KeuanganNegara.id– Papua Nugini mengajukan pinjaman ke China untuk membayarkan utang senilai US$8 miliar. Permintaan pinjaman bakal membuat marah Australia dan AS karena pengaruh China meningkat di negara-negara Asia Pasifik.
Seperti diketahui, saat ini China tengah memperkuat hubungannya dengan Papua Nugini, termasuk 20 negara-negara lainnya di Asia Pasifik, dengan menawarkan pinjaman untuk infrastruktur. Dengan demikian, pesona AS dan Australia di Asia Pasifik semakin luntur.
Perdana Menteri Papua Nugini James Marape mengakui telah meminta China untuk membantunya membiayai kembali utang senilai 27 miliar kina Papua Nugini dalam pertemuan di Port Moresby. Padahal, Marape sendiri baru kembali dari perjalanan pertamanya ke Australia sebagai pemimpin Papua Nugini.
“Surat resmi atas permintaan (pinjaman) ini akan diteruskan ke duta besar untuk disampaikan ke China,” ujar Marape, seperti dilansir AFP, Rabu (7/8).
Sejak menjabat perdana menteri, Marape berjanji akan memerangi korupsi endemik dan menyeimbangkan kembali hubungan negara dengan para sekutu, termasuk korporat multinasional yang mengeksploitasi sumber daya mineral Papua Nugini yang dikenal melimpah.
Berdasarkan keterangan resminya, Marape mendesak China membuat perjanjian perdagangan bebas dengan negara-negara di Kepulauan Pasifik.
Ia juga meminta China untuk meningkatkan investasinya di sektor kehutanan, perikanan, dan sumber daya.
Direktur Program Lowy Institute Pacific Jonathan Pryke menilai permintaan pembiayaan Marape ke China akan membuat marah Australia dan AS, mengingat kedua negara saat ini berupaya melawan pengaruh China di Asia Pasifik.
“Jika China merestrukturisasi semua utang Papua Nugini, mereka akan menjadi kreditur tunggal terbesar bagi Papua Nugini.

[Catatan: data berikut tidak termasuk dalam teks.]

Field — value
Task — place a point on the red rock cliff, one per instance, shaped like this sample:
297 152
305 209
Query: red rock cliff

Tidak ada tanda China akan melakukan itu, tetapi jika mereka melakukannya, saya harap alasannya kuat untuk kepentingan banyak pihak,” imbuh Pryke.
Sementara, Departemen Luar Negeri Australia menuturkan bahwa pihaknya menyambut dukungan untuk pembangunan mitranya di Pasifik. Asalkan, dukungan itu transparan, menjunjung standar internasional, sesuai kebutuhan, dan menghindari beban utang berkelanjutan.
Sebagai informasi, China dituding melancarkan diplomasi ‘jebakan utang’ dengan membagi-bagikan pinjaman, terutama untuk proyek-proyek infrastruktur, yang tidak akan mampu dibayar oleh negara-negara miskin.
Saat ini, ekonomi Papua Nugini dikabarkan tengah menantang, dengan pembayaran bunga utang mencapai 33 persen dari Produk Domestik Bruto (PDB) atau setara 15 persen dari total pengeluaran tahunan pemerintah.
Pinjaman dari China sendiri dihitung-hitung membentuk lebih dari 7 persen terhadap total utang Papua Nugini. (cnn)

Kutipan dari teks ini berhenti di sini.